2000 überlebte der sechsjährige Elian González [Das Unglück geschah im November 1999, Anm. d. Ü..] auf der Reise von Kuba in die USA das Kentern eines Bootes, wobei seine Mutter und 10 Passagiere starben. Die U.S.-exilkubanische Gemeinde versuchte erfolglos, seine Rückkehr nach Kuba, wo sein Vater auf ihn wartete, zu verhindern.

Zum zweiten Berufungstermin kam es durch die U.S.-Staatsanwaltschaft. Sie plädierte dafür, dass die ursprünglichen Strafurteile wieder in Kraft gesetzt würden. Im Oktober 2005 setzte ein gesamtes Gremium des 11. Bezirksgerichts in Atlanta die Strafurteile wieder ein und stimmte einer Überprüfung der Aspekte der ursprünglichen Verhandlung zu.
Im August 2006 revidierte das gesamte Gremium von Atlanta die Entscheidung des Drei-Richter-Gremiums, die Strafen außer Kraft zu setzen sowie auch den Antrag auf eine neue Verhandlung. Sie sagten, es habe keinen Verstoß oder Einschüchterung im Zeitraum des Prozesses in Miami gegeben. Sie ratifizierten die Strafen.
Im August 2007 wurden sowohl der Verteidigung als auch der Staatsanwaltschaft 30 Minuten für eine mündliche Anhörung am 11. Bezirksberufungsgericht in Atlanta gegeben. Der Fokus der Verteidigung lag auf dem Recht eines Landes, sich zu verteidigen und auf den überhöhten Strafmaßen.
Die Staatsanwaltschaft bestand darauf, dass die Fünf die USA illegal betreten hätten, um Militärgeheimnisse zu stehlen. Die Verteidigung sagt, dass die U.S.-Regierung zuvor zugegeben hatte, dass sie keine ausreichenden Hinweise zur Unterstützung dieser Beschuldigungen wegen Verschwörung, Spionage und Mord begehen zu wollen, habe.

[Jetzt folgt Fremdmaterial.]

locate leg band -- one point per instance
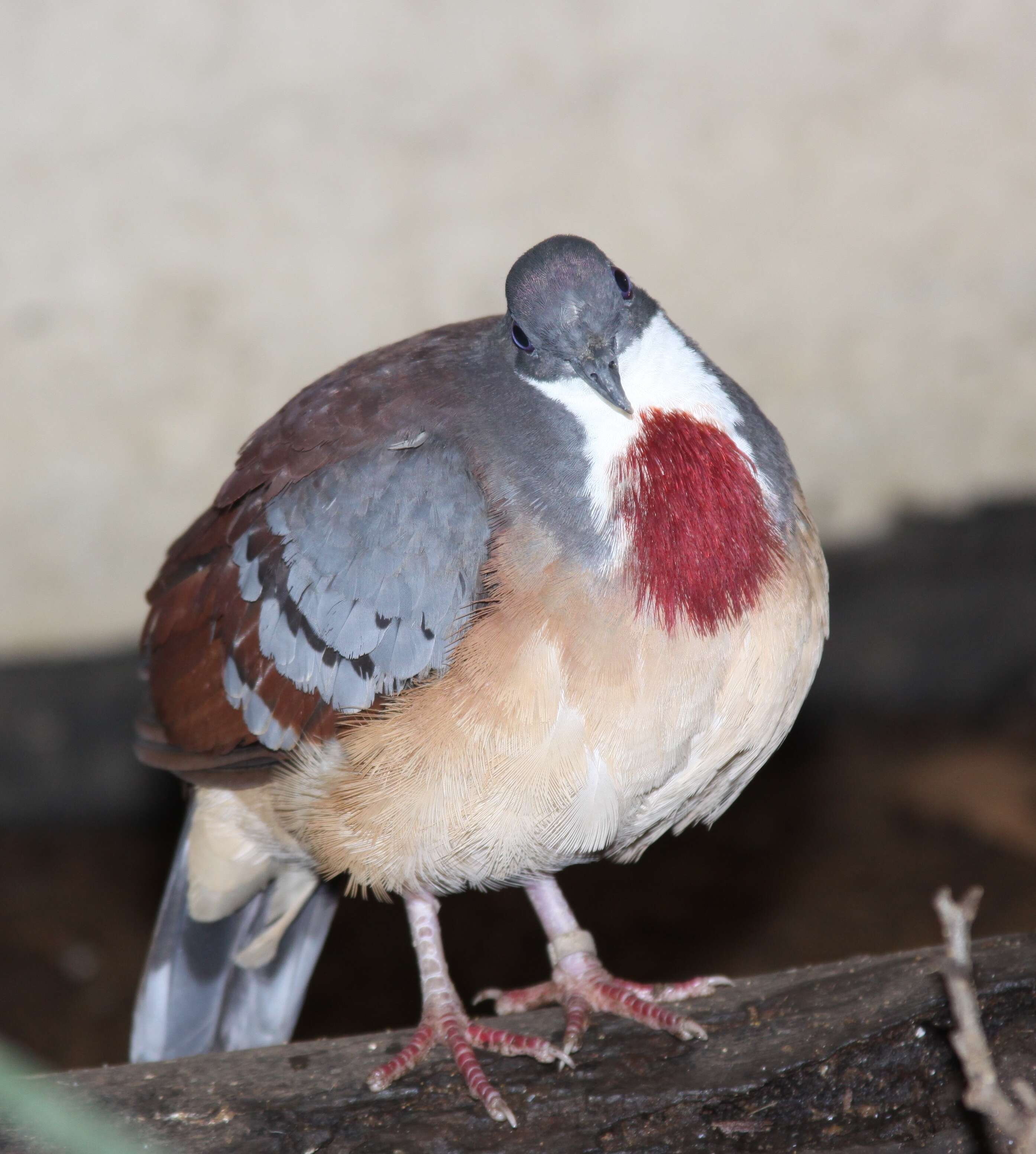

Bei der Amy Goodman Show in "Democracy Now!" sagte Weinglass im vergangenen Monat, dass es das erste Mal in der U.S.-Geschichte sei, dass es eine Spionageanklage gegeben habe, die tatsächlich eine Anklage ist, die auf Verschwörung zur Spionage lautet.
"Die Regierung gab zu, dass sie Spionage nicht beweisen konnte. Aber auch Verschwörung (konnte nicht bewiesen werden). Es gab keine einzige Seite von als geheim eingestufter Dokumentation in diesem Fall." Das Urteil steht noch aus.
Im vergangenen Monat sagte Ramsey Clark, der frühere U.S.-Justizminister in der Amy Goodman Show: "Wenn man Terrorismus beenden will, dann verfolgt man nicht die Leute, die den Terrorismus verhindern wollen." Man sprach von der Erschießung des Boten!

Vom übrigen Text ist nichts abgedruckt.